Ce point de départ n’annule pas le fait que la révolte est dans son droit. D’ailleurs, le Discours souverain, le pouvoir qui attribue un nom, une forme et un sens à toute chose, le champ des sens dominants où se sont puisées les catégories sociales afin de réglementer les relations sociales hiérarchisées, a ostracisé les ‘gens à cagoule’ de cette communauté, ils sont restreints aux limites dangereux de ses lisières pour pouvoir montrer le début et la fin de la désobéissance. Résister, mais pas ainsi, car il y du danger, nous disent-ils. Ce que la légitimation sociale qu’on a rencontrée aux débuts de cette marche a à nous dire, c’est que même si on se trouve dans le pouvoir, même si on est ses propres créations, on est dans lui et contre lui, on est ce qu’on fait pour changer ce qu’on est, pour que cette conjoncture historique obtienne nos propres contenus et pas les significations qui pourraient l’investir et dont elle ne saurait se débarrasser en une nuit. Et elle ne peut pas traverser intacte la limite entre la soumission et l’action autonome car si le révolté doit mobiliser sa masculinité pour lutter contre le flic, en même temps il doit la contester. Car c’est exactement le pouvoir avec lequel il lutte contre le flic. Et cette ambivalence de sentiment au cœur de notre subjectivité, cette dichotomie qui nous ébranle ou qui devrait nous ébranler, elle constitue notre grandeur morale qui se déroule en marge du bruit de la révolte, chez nous et autour de nous, pendant les soirées tranquilles qu’on se demande « Qu’est-ce qui se passe maintenant ?’, ‘Qu’est-ce qui n’a pas marché et on n’entend que du silence ?’.

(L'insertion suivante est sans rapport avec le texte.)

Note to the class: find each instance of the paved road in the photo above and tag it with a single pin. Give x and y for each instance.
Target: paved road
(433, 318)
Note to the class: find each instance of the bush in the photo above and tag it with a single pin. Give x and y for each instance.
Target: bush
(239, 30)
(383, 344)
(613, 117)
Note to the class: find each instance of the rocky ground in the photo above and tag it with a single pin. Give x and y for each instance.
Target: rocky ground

Rien n’existe sans le sens qu’on lui attribue. Les stratégies de résistance peuvent devenir des stratégies de pouvoir, le chaos va restructurer les relations de pouvoir, si en luttant contre le monde on ne lutte pas également contre nos personnalités qu’on a construites au sein de ce monde, au sein du réseau des liaisons morales et politiques ou notre accomplissement a lieu, si on construit un homme macho qui devient fou et embrouillé par ‘l’émotion’, si on se fige dans des positions qui s’épaississent en des points de pouvoir.